Think-Then-Generate: Reasoning-Aware Text-to-Image Diffusion with LLM Encoders
Siqi Kou, Jiachun Jin, Zetong Zhou, Ye Ma, Yugang Wang, Quan Chen, Peng Jiang, Xiao Yang, Jun Zhu, Kai Yu, Zhijie Deng
2026-01-16
Summary
This paper introduces a new approach to creating images from text, aiming for more accurate and thoughtful image generation than current methods allow.
What's the problem?
Current text-to-image models, even advanced ones, mostly just translate text into pixels without really *understanding* what the text means or what should be shown in the image. They treat the text as a simple instruction, not something to be reasoned about, leading to images that might be visually appealing but don't always make sense or accurately reflect the prompt's intent.
What's the solution?
The researchers propose a 'think-then-generate' method. This involves first having the language model analyze and rewrite the original text prompt to clarify the desired image content. Then, this revised prompt is used to guide the image creation process. They trained the language model to rewrite prompts effectively and then fine-tuned both the language model and the image generator together to ensure the image accurately reflects the rewritten prompt's meaning, using a system of rewards based on how well the image matches real-world knowledge.
Why it matters?
This work is a step towards creating AI models that can not only generate images but also *reason* about what to create. This is important because it allows for more complex and accurate image generation, moving beyond simple literal interpretations of text and getting closer to creating images that truly reflect the user's vision, potentially leading to AI that can demonstrate understanding and creativity.
Abstract
Recent progress in text-to-image (T2I) diffusion models (DMs) has enabled high-quality visual synthesis from diverse textual prompts.
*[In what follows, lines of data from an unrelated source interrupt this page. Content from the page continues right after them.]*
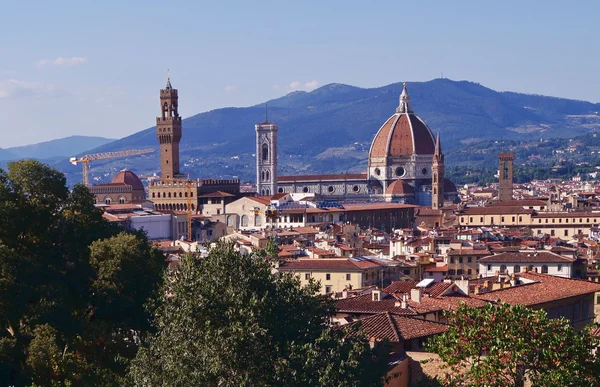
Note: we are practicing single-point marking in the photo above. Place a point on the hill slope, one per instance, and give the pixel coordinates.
(331, 128)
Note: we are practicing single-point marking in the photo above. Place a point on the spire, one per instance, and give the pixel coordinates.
(438, 146)
(169, 87)
(404, 106)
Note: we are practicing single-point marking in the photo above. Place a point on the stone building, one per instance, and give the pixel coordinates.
(400, 168)
(125, 188)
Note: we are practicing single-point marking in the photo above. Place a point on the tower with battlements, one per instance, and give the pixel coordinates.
(168, 132)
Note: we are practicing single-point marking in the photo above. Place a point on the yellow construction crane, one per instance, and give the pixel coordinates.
(188, 189)
(85, 160)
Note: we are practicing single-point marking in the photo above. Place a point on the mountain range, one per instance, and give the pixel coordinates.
(330, 129)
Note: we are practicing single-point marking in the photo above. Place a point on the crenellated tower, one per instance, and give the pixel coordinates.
(168, 132)
(266, 158)
(437, 176)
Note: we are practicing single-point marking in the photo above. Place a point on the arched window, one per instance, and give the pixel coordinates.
(231, 221)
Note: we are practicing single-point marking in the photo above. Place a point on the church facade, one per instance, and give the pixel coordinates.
(405, 165)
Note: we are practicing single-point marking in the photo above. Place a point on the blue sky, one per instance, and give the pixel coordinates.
(95, 68)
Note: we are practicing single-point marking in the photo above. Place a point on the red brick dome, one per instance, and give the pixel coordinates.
(400, 187)
(403, 134)
(129, 178)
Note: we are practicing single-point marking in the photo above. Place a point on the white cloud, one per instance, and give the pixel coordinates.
(18, 88)
(306, 86)
(60, 61)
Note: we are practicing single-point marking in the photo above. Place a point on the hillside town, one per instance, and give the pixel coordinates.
(396, 247)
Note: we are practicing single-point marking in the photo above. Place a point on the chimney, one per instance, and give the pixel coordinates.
(376, 295)
(415, 294)
(463, 285)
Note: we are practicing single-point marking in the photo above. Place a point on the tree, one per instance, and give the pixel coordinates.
(72, 287)
(229, 320)
(504, 345)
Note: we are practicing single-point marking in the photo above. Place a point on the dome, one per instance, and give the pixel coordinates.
(129, 178)
(403, 134)
(400, 187)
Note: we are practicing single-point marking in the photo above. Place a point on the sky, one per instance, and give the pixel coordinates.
(95, 68)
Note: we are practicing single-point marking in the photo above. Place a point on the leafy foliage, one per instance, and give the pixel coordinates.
(229, 320)
(505, 345)
(73, 287)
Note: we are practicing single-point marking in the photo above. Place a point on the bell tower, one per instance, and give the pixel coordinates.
(168, 132)
(266, 158)
(505, 176)
(437, 176)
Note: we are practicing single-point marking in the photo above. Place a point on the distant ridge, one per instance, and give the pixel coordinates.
(330, 129)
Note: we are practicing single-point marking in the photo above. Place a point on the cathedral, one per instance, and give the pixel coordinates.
(406, 165)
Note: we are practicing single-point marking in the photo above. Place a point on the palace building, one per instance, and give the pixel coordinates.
(405, 165)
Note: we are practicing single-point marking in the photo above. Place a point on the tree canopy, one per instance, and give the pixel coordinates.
(73, 286)
(229, 319)
(504, 345)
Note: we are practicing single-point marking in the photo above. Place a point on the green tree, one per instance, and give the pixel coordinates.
(72, 287)
(229, 320)
(504, 345)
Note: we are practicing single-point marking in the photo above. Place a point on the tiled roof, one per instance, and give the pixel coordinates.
(396, 328)
(341, 176)
(530, 257)
(341, 264)
(545, 288)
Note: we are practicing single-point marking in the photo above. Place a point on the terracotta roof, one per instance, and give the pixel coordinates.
(129, 178)
(545, 288)
(321, 264)
(403, 134)
(400, 187)
(396, 328)
(529, 257)
(341, 176)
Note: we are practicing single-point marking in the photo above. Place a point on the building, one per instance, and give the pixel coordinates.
(400, 166)
(338, 274)
(168, 132)
(505, 176)
(125, 188)
(544, 262)
(266, 158)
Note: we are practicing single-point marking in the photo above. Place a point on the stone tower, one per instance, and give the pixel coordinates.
(505, 176)
(168, 132)
(437, 176)
(266, 158)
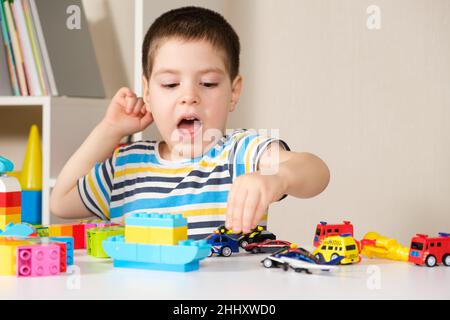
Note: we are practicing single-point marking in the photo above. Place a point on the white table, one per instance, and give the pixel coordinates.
(240, 276)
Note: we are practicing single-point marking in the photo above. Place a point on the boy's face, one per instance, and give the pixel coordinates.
(190, 94)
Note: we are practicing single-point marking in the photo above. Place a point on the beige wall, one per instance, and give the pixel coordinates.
(374, 104)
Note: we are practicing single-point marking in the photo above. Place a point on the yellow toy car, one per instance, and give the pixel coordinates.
(338, 246)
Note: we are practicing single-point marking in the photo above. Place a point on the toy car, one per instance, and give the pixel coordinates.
(256, 235)
(430, 251)
(298, 259)
(267, 246)
(222, 244)
(324, 230)
(338, 246)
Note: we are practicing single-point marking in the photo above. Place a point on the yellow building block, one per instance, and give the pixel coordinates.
(10, 210)
(66, 231)
(155, 235)
(54, 230)
(7, 219)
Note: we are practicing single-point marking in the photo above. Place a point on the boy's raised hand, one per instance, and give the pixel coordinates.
(127, 114)
(249, 200)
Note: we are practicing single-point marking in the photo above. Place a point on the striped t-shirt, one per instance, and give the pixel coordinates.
(137, 179)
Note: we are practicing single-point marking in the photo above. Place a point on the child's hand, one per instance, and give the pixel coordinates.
(127, 114)
(249, 199)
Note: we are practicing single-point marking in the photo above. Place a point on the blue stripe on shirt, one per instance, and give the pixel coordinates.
(173, 201)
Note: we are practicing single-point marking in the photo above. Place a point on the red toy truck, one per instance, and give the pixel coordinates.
(324, 230)
(430, 251)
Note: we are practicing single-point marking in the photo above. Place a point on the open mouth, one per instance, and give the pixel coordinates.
(189, 126)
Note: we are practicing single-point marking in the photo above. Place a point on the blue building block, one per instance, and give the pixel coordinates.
(182, 257)
(32, 207)
(18, 230)
(69, 247)
(156, 220)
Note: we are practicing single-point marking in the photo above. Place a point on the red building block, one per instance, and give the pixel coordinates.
(62, 256)
(79, 236)
(38, 260)
(10, 199)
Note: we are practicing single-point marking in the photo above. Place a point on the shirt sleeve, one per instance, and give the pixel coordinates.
(95, 188)
(246, 150)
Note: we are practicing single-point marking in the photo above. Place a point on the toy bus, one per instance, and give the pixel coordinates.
(430, 251)
(324, 230)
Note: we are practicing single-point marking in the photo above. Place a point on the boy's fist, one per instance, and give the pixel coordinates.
(127, 114)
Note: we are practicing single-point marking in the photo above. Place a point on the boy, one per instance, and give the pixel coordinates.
(191, 82)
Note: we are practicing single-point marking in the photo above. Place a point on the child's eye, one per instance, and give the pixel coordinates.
(170, 85)
(209, 84)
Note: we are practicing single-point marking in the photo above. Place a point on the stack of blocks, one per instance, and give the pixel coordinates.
(95, 237)
(33, 257)
(153, 228)
(10, 201)
(156, 242)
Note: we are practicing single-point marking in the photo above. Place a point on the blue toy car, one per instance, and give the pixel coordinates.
(222, 244)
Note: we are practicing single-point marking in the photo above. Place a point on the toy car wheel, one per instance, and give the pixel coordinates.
(446, 260)
(319, 257)
(226, 251)
(268, 263)
(431, 261)
(243, 244)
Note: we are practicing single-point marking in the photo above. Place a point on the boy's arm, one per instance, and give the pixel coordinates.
(65, 200)
(125, 115)
(280, 172)
(304, 175)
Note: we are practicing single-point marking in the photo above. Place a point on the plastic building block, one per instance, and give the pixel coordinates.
(430, 251)
(69, 245)
(8, 219)
(156, 220)
(8, 257)
(155, 235)
(378, 246)
(32, 206)
(31, 174)
(62, 256)
(5, 165)
(324, 230)
(20, 229)
(42, 231)
(96, 236)
(338, 246)
(79, 236)
(10, 205)
(182, 257)
(10, 199)
(38, 260)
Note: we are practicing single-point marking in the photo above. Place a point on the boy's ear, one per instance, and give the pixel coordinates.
(236, 88)
(146, 93)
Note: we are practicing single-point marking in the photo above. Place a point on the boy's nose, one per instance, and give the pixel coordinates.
(190, 99)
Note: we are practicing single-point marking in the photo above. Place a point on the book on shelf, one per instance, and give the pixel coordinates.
(47, 50)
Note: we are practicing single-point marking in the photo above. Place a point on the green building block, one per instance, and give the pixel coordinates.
(95, 237)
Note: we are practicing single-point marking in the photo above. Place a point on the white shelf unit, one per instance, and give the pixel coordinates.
(63, 123)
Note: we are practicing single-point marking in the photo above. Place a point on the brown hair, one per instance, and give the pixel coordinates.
(192, 23)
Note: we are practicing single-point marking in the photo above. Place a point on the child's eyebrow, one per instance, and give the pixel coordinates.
(207, 70)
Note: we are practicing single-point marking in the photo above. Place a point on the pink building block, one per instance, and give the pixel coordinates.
(38, 260)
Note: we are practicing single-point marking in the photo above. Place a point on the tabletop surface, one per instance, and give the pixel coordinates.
(240, 276)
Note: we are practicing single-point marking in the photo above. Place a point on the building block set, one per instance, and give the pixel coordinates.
(10, 195)
(170, 252)
(96, 236)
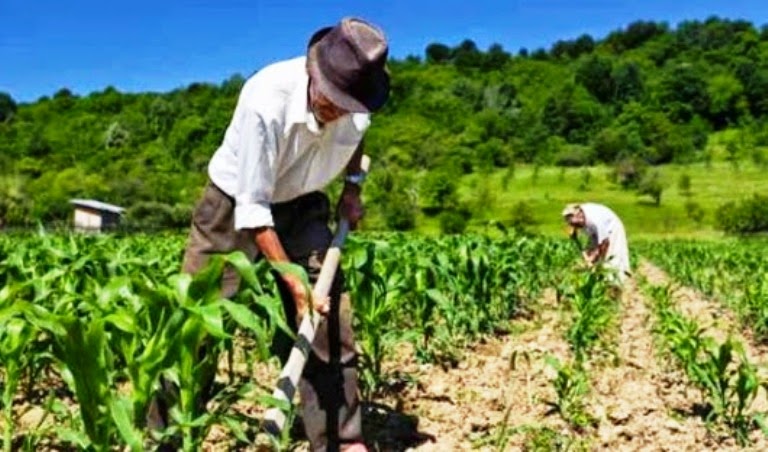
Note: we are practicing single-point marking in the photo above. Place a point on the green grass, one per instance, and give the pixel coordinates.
(548, 192)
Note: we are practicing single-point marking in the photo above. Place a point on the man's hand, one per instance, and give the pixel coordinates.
(350, 205)
(269, 243)
(301, 296)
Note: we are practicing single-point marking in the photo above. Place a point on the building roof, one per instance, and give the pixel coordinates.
(97, 205)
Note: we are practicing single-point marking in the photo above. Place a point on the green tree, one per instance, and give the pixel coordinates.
(8, 106)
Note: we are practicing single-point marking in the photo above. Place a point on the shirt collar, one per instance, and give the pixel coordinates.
(298, 108)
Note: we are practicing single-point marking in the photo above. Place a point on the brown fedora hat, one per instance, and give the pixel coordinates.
(348, 64)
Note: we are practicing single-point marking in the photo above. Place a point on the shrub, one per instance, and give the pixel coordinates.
(454, 220)
(652, 186)
(694, 211)
(399, 212)
(744, 217)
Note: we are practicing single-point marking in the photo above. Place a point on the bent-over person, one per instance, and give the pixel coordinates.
(299, 124)
(606, 235)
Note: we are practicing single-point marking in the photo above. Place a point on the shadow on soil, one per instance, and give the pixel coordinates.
(388, 430)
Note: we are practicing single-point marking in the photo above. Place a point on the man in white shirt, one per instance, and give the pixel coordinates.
(607, 239)
(298, 124)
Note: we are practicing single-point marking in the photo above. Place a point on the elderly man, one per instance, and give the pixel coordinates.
(607, 239)
(297, 125)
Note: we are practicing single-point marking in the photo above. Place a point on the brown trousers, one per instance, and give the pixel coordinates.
(328, 388)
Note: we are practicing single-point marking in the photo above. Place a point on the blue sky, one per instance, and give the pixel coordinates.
(159, 45)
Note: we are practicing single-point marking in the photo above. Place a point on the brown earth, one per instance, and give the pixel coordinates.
(496, 397)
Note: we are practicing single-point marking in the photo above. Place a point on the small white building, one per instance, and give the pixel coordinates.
(94, 216)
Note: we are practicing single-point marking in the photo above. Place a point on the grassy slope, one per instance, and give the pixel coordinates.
(711, 186)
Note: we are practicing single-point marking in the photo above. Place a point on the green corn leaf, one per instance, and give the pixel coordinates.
(213, 322)
(244, 317)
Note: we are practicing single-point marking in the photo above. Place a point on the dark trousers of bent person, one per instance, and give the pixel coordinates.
(328, 387)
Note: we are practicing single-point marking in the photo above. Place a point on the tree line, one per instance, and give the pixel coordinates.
(646, 94)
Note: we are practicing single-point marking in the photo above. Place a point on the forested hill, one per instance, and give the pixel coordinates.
(649, 92)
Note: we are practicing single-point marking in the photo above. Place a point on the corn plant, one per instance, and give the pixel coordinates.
(571, 387)
(594, 312)
(721, 370)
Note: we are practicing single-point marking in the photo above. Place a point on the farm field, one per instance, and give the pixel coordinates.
(467, 342)
(546, 190)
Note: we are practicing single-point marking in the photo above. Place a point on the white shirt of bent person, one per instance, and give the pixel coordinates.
(602, 223)
(274, 150)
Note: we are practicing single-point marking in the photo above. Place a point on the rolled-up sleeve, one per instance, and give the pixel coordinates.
(256, 170)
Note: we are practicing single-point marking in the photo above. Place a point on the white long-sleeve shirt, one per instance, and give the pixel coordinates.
(274, 150)
(602, 223)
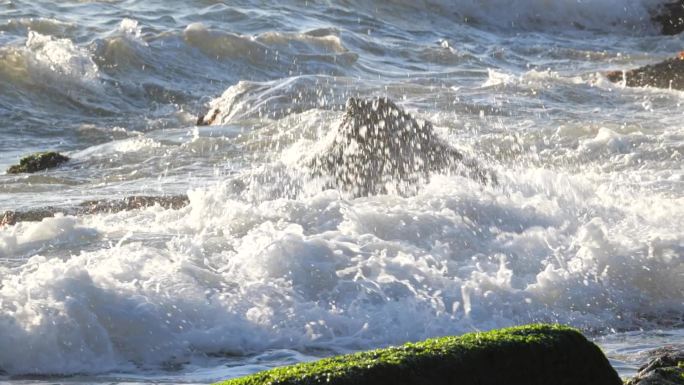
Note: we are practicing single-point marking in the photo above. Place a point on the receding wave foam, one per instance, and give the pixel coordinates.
(237, 277)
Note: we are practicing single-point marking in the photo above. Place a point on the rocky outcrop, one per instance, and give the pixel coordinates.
(208, 118)
(525, 355)
(670, 17)
(666, 367)
(96, 206)
(379, 148)
(38, 162)
(666, 74)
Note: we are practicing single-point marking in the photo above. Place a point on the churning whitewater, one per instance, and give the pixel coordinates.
(268, 262)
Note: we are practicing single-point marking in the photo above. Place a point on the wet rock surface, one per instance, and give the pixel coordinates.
(666, 74)
(666, 367)
(671, 18)
(96, 206)
(379, 148)
(524, 355)
(38, 162)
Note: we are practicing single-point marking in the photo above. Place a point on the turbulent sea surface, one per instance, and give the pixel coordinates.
(265, 267)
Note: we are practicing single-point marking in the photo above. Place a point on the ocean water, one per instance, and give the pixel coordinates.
(265, 267)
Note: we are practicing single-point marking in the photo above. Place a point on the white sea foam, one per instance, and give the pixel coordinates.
(60, 62)
(583, 228)
(324, 272)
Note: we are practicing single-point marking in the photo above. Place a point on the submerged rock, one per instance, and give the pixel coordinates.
(666, 74)
(665, 368)
(173, 202)
(378, 148)
(38, 162)
(208, 118)
(671, 17)
(525, 355)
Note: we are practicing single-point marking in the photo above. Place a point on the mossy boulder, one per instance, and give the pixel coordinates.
(524, 355)
(666, 74)
(38, 162)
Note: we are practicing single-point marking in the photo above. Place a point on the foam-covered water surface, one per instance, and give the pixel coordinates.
(268, 264)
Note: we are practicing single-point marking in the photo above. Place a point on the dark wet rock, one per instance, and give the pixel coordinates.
(666, 367)
(38, 162)
(208, 118)
(523, 355)
(666, 74)
(379, 148)
(670, 17)
(173, 202)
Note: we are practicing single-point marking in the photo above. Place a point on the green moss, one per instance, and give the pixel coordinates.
(37, 162)
(531, 354)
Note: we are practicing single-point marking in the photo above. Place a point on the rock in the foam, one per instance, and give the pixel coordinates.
(670, 17)
(666, 74)
(38, 162)
(666, 367)
(525, 355)
(379, 148)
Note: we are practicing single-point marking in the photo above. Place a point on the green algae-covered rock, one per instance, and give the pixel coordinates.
(525, 355)
(38, 162)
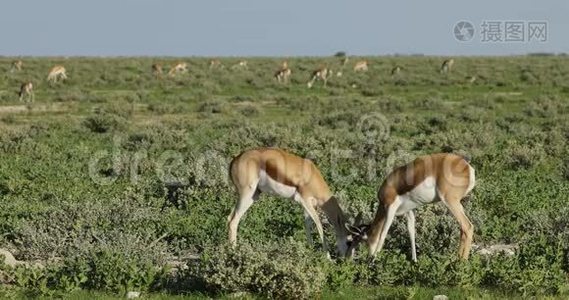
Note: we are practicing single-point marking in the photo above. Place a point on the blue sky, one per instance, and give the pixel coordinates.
(268, 28)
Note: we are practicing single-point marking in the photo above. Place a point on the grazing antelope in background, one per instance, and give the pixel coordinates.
(272, 170)
(343, 64)
(157, 70)
(26, 89)
(16, 66)
(242, 64)
(322, 73)
(361, 66)
(442, 177)
(179, 68)
(215, 64)
(396, 70)
(56, 73)
(447, 65)
(283, 74)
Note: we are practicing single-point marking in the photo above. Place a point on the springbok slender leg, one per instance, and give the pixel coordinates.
(466, 228)
(411, 229)
(311, 211)
(246, 199)
(389, 217)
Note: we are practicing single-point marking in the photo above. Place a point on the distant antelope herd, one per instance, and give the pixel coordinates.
(443, 177)
(57, 73)
(282, 75)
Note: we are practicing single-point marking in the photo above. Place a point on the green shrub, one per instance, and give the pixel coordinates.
(104, 122)
(280, 270)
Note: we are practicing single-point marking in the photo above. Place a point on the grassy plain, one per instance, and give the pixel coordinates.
(113, 173)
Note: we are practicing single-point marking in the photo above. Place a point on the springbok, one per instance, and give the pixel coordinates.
(322, 73)
(283, 74)
(27, 90)
(215, 64)
(447, 65)
(361, 66)
(442, 177)
(396, 70)
(178, 68)
(272, 170)
(242, 64)
(16, 66)
(56, 73)
(157, 70)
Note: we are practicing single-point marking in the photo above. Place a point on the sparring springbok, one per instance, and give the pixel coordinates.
(215, 64)
(27, 90)
(361, 66)
(442, 177)
(320, 74)
(157, 70)
(283, 74)
(447, 65)
(396, 70)
(56, 73)
(242, 64)
(178, 68)
(272, 170)
(16, 66)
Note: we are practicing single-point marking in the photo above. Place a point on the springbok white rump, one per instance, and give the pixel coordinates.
(446, 67)
(179, 68)
(361, 66)
(283, 73)
(56, 73)
(26, 90)
(276, 171)
(322, 73)
(442, 177)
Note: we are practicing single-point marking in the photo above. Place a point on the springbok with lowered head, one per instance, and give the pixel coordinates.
(215, 64)
(446, 67)
(322, 73)
(242, 64)
(272, 170)
(157, 70)
(283, 74)
(16, 66)
(441, 177)
(56, 73)
(178, 68)
(26, 90)
(361, 66)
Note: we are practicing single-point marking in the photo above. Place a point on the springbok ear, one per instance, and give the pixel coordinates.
(364, 229)
(355, 230)
(358, 220)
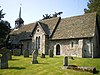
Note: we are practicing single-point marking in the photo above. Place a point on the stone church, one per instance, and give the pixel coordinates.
(77, 36)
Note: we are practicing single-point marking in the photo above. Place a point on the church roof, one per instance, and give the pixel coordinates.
(23, 33)
(49, 25)
(76, 27)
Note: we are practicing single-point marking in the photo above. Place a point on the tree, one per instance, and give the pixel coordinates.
(4, 30)
(93, 6)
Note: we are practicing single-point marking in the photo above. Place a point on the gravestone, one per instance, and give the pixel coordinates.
(43, 55)
(51, 53)
(3, 58)
(9, 55)
(26, 53)
(17, 52)
(34, 57)
(65, 61)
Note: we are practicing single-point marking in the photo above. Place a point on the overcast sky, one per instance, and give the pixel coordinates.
(33, 10)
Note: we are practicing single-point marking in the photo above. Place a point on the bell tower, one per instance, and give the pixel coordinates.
(19, 21)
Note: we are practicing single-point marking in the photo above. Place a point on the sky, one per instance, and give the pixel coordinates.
(33, 10)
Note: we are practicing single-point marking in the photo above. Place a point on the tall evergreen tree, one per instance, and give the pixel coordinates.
(93, 6)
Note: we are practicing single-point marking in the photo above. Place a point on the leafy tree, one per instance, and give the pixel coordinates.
(93, 6)
(4, 29)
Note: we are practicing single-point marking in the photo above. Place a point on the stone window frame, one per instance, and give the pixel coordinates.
(55, 48)
(73, 42)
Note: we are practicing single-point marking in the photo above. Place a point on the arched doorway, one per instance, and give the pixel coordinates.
(57, 49)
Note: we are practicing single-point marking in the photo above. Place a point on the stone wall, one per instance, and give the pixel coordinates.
(72, 47)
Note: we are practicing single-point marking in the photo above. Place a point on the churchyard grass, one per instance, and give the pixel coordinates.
(48, 66)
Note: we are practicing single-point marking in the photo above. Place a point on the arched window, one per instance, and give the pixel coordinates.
(57, 49)
(37, 42)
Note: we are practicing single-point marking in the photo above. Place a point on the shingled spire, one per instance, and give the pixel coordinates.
(19, 22)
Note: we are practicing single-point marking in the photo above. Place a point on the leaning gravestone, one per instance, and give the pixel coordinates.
(16, 52)
(65, 61)
(34, 57)
(43, 55)
(26, 53)
(3, 58)
(51, 53)
(9, 55)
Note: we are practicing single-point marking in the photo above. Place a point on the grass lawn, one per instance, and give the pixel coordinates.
(47, 66)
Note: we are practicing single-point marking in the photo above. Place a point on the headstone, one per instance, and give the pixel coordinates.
(34, 57)
(43, 55)
(65, 61)
(26, 53)
(9, 55)
(17, 52)
(3, 58)
(51, 53)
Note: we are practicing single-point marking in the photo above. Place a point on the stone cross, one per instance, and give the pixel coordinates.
(65, 61)
(3, 58)
(34, 57)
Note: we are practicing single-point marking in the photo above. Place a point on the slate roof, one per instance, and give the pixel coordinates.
(23, 33)
(24, 28)
(76, 27)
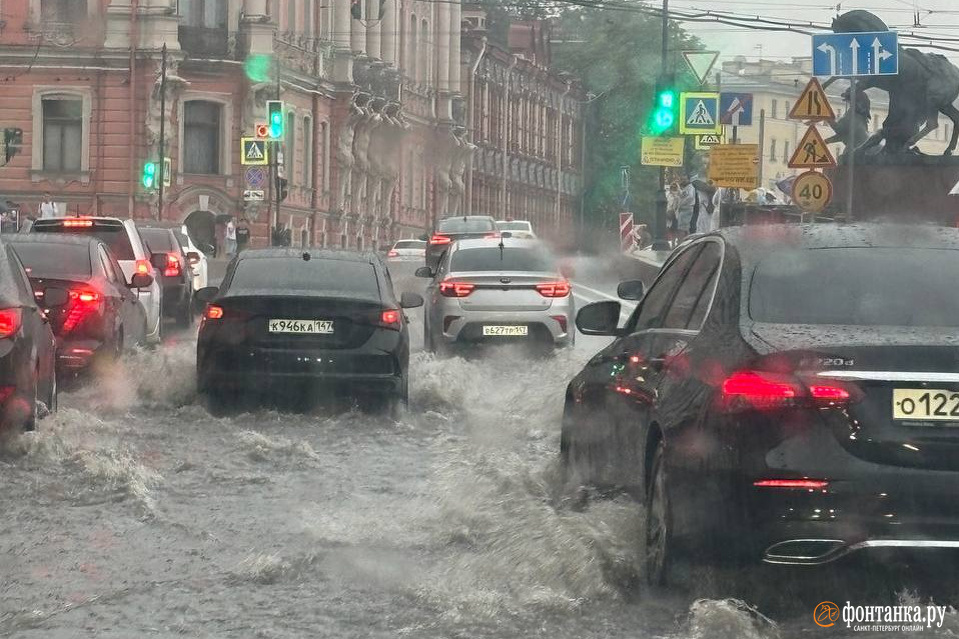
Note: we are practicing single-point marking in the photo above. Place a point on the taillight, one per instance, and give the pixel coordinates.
(213, 312)
(452, 288)
(763, 390)
(553, 289)
(172, 266)
(9, 321)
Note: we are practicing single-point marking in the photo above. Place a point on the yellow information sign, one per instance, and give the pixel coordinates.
(662, 151)
(734, 165)
(812, 191)
(812, 104)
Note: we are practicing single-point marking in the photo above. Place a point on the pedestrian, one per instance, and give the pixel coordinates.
(230, 238)
(47, 208)
(242, 234)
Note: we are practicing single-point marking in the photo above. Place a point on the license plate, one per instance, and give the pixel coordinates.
(927, 404)
(313, 327)
(505, 331)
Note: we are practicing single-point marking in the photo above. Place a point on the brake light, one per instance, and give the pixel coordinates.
(9, 321)
(172, 266)
(452, 288)
(802, 484)
(553, 289)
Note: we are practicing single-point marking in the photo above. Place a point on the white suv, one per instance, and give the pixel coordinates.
(130, 250)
Yet, most existing T2I DMs, even those equipped with large language model (LLM)-based text encoders, remain text-pixel mappers -- they employ LLMs merely as text encoders, without leveraging their inherent reasoning capabilities to infer what should be visually depicted given the textual prompt. To move beyond such literal generation, we propose the think-then-generate (T2G) paradigm, where the LLM-based text encoder is encouraged to reason about and rewrite raw user prompts; the states of the rewritten prompts then serve as diffusion conditioning. To achieve this, we first activate the think-then-rewrite pattern of the LLM encoder with a lightweight supervised fine-tuning process. Subsequently, the LLM encoder and diffusion backbone are co-optimized to ensure faithful reasoning about the context and accurate rendering of the semantics via Dual-GRPO. In particular, the text encoder is reinforced using image-grounded rewards to infer and recall world knowledge, while the diffusion backbone is pushed to produce semantically consistent and visually coherent images. Experiments show substantial improvements in factual consistency, semantic alignment, and visual realism across reasoning-based image generation and editing benchmarks, achieving 0.79 on WISE score, nearly on par with GPT-4. Our results constitute a promising step toward next-generation unified models with reasoning, expression, and demonstration capacities.